What are the basic questions addressed?
The specific aim is to calculate potential energy surfaces of ground electronic and excited states of the XYO(+,n) and XYO(2+,n) ions (where X=first or second row atoms and Y=first and second row atoms) in order to determine their rotationally resolved infrared spectrum. Attention also focused on calculating ab initio vibrational-rotational eigenenergies as well as evaluating rovibrational transitional probabilities. However, the initial research centred on the alkali metal vapours. The following basic questions were addressed.
(a) What are the strategies required to accurately solve the `complete' Schrodinger problem? Attempts to solve the `complete' molecular Schrodinger equation are not common place, even with the advent of supercomputers.
(b) What lasing states exist for the alkali metal vapours?
(c) What are their electronic and rovibrational properties?
What are the results to date and the future of the work?

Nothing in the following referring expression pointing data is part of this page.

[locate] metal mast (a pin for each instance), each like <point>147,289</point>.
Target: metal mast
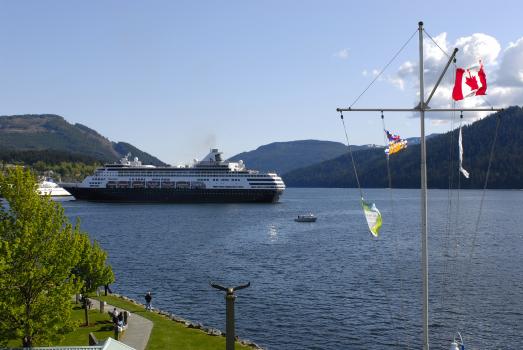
<point>422,108</point>
<point>424,246</point>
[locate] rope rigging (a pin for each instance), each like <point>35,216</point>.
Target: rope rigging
<point>383,69</point>
<point>376,239</point>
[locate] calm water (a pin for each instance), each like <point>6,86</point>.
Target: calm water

The project was initially funded in 1992. The project is continuing to progressing well with the potential energy surfaces and rovibrational states of a number of alkali metal ions being characterised (as well as the rovibrational states of the water cation). There have been a number of papers published in international journals , conference papers and a successful completion of a number of post-graduate research projects arising from access to the VP2200. Moreover, a monograph has been published which summarizes the work completed to-date.
Work will now focus on the ground electronic and excited states of the XYO(+,n) and XYO(2+,n) ions (where X = C, N, O, F and Y = He or Ne) in order to determine their rotationally resolved infrared spectrum.

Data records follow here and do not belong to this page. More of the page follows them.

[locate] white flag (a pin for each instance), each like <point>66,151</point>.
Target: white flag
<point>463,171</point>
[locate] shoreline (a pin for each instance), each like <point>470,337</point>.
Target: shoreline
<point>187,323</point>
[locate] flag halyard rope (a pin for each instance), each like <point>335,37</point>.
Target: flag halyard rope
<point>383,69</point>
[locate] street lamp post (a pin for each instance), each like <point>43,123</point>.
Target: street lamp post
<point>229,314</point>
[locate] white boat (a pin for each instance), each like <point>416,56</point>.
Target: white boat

What computational techniques are used and why is a supercomputer required?
Solving the electronic Schrodinger eigenvalue problem for electron dense systems is at present an open-ended problem. To that end the GAUSSIAN suite of programmes enable `effective' truncations to be made to force tractable solutions. Using the GAUSSIAN programmes with valence double zeta (+polarisation) basis sets coupled with SDCI or MP4 level of theory enables computation of ab initio discrete potential energy surfaces of spectroscopic quality. For example, the computation time required to produce just one surface with a total of 50 points consumes at least 60 SU. Therefore five discrete electronic surfaces would require c.a. 300 SU.
Rovibrational States of Triatomic Silicon, F. Wang and Ellak I. von Nagy-Felsobuki, Theoretica Chimica Acta, 88 (1994) 131-145. J. Hayward, Honours project, The University of Newcastle, Newcastle (1994).
Ab Initio Calculations of Rovibrational States of Alkali Metal Ions, F. Wang, PhD thesis, The University of Newcastle, Newcastle (1994).